Mais le film n’est pas une remise en question ou même une interrogation de son travail. Toujours sur sa voie exploratrice des nuances de la rédemption, Almodovar fouille un peu plus les chemins de la résurrection. On peut survivre, et renaître différent. Mais on a toujours besoin de se souvenir. On peut aussi mourir, et rester éternel grâce au cinéma. Ces étreintes brisées sont ces impossibilités d’aimer, de laisser l’autre libre, de respecter cet élan qui nous échappe, de se casser en deux parce que l’autre nous sert trop fort. L’étreinte peut-être aimante, consolante, réconfortante, apaisante, passionnelle, charnelle, débout, allongée, assise, de dos, d’espoir. Tout le monde s’embrasse mais ne dit pas « I love You ». Le maître de la movida espagnole signe ainsi une oeuvre noire, romantique (dans son sens littéraire), pas forcément chaleureuse, même s’il n’oublie pas d’être drôle (l’histoire de vampires est à ce titre délirante).

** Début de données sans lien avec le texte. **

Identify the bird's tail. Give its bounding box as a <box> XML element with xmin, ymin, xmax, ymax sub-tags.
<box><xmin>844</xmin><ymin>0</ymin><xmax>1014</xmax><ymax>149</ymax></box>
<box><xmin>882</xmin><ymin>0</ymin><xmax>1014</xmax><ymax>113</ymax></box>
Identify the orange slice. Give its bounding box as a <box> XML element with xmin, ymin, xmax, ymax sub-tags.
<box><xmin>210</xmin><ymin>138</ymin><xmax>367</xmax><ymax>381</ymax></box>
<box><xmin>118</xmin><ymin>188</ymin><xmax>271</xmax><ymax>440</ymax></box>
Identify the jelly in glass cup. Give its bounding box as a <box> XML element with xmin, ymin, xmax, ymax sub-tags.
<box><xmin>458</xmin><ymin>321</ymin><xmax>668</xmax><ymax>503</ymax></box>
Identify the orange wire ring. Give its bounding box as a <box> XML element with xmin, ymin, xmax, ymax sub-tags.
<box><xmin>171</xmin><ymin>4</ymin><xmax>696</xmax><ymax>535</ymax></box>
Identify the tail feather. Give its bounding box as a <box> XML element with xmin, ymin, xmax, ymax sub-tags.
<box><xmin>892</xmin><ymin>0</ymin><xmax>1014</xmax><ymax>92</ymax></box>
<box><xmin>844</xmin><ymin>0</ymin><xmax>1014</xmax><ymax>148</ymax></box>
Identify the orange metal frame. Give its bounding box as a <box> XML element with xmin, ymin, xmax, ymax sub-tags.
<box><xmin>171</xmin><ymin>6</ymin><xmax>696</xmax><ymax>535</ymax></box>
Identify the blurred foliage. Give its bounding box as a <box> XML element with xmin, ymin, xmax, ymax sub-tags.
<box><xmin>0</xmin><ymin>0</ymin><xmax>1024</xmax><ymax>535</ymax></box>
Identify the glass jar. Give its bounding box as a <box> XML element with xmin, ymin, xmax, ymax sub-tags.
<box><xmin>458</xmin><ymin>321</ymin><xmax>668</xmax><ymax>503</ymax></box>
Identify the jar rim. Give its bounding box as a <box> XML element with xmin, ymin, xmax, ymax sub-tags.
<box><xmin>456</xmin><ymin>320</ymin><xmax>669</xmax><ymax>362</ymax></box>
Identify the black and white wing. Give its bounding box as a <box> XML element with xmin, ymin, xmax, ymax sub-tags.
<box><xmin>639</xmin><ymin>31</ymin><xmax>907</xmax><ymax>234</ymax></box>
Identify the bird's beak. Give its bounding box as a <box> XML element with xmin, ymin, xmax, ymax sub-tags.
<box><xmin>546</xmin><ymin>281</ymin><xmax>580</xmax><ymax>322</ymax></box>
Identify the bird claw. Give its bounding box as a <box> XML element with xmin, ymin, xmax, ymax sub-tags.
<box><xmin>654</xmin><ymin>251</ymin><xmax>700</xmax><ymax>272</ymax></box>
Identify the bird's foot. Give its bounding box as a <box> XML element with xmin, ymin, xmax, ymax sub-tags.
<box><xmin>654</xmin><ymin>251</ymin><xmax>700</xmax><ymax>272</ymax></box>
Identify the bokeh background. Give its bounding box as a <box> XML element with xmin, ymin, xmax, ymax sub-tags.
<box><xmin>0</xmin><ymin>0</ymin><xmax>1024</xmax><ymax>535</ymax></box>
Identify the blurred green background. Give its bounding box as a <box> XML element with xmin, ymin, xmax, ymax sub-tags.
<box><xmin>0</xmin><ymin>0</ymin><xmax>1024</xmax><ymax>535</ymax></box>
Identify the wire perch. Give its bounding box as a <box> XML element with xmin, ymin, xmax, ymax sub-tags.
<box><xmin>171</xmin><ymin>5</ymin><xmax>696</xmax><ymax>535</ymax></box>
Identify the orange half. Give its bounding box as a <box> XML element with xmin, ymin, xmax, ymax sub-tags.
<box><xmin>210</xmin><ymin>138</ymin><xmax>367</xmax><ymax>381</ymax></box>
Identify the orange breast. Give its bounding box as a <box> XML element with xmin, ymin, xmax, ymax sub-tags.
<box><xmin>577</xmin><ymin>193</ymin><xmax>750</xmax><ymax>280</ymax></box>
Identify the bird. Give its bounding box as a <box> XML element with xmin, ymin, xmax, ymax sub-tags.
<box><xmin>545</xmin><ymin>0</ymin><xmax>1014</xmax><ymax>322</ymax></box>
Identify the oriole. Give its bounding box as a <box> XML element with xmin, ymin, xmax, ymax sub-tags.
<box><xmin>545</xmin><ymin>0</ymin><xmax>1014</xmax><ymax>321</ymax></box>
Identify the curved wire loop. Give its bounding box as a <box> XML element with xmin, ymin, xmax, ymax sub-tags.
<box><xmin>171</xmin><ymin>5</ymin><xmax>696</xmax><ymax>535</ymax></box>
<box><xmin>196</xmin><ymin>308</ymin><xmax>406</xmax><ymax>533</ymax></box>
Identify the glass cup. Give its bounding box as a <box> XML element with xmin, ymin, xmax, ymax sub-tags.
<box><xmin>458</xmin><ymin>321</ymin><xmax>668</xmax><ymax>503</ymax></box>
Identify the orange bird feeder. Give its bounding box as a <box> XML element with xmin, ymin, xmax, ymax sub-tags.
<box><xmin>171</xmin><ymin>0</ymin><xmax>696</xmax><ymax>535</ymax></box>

Le réalisateur n’a pas perdu son savoir-faire visuel. Ces mains qui lisent le braille ou, plus tard, une image agrandie d’un baiser sur un écran, se font écho. La plus belle restant sans doute lorsque la muse révèle à son mari qu’elle le quitte en se doublant elle-même sur une vidéo sans son. La vérité et la culpabilité, la bonne et la mauvaise conscience n’avaient peut-être pas besoin d’un montage si alambiqué pour arriver à destination. Le spectateur lui est resté bien clairvoyant, aspiré par cette embrassade passionnelle. Depuis La mauvaise éducation, Almodovar n’en a pas fini avec son passé ni avec cette Espagne qui doit désormais affronter ses cauchemars d’antan.

Il continue ainsi d’aborder d’autres tangentes. Les relations père / fils, la vision d’une jeunesse avide de sensations, quitte à être dans la destruction, l’idée de transmission sont autant de sujets qu’il frôle. Peut-être inégal, sans aucun doute précis, artistiquement fidèle, le film, tacheté du rouge sang, laisse ici et là quelques traces pour nous indiquer le chemin qu’il va suivre. Ce film avec Ingrid Bergman où l ‘on nous annonce « ils ont trouvé la mort ensemble » anticipe ce qui va arriver. La carte de l’Espagne collée au mur nous montre bien l’existence des Canaries où les destins se briseront (comme celui d’une Romy Schneider, dans la loge de l’actrice jouée par Pénélope Cruz). Sans parler de ce cœur scotché à côté de la porte qui va disparaître, avec les années, pour des croix (« cruz ») comme autant de signes intangibles mais bien visibles de ce qu’il veut révéler : l’existence d’un fantôme, comme dans Volver (avec lequel il partage de nombreuses comédiennes), mais qui hante plutôt les souvenirs et les images. Cette croix que tout le monde porte est évidemment le destin de cette secrétaire et actrice jouée par Pénélope Cruz (« croix »). Almodovar s’amuse avec elle comme on joue à la poupée (perruquée, déshabillée, maquillée). Une star piégée dans un bal (trappe), dont la beauté étourdit d’amour le réalisateur (le faux et le vrai) les rendant ainsi aveugles et aveuglés.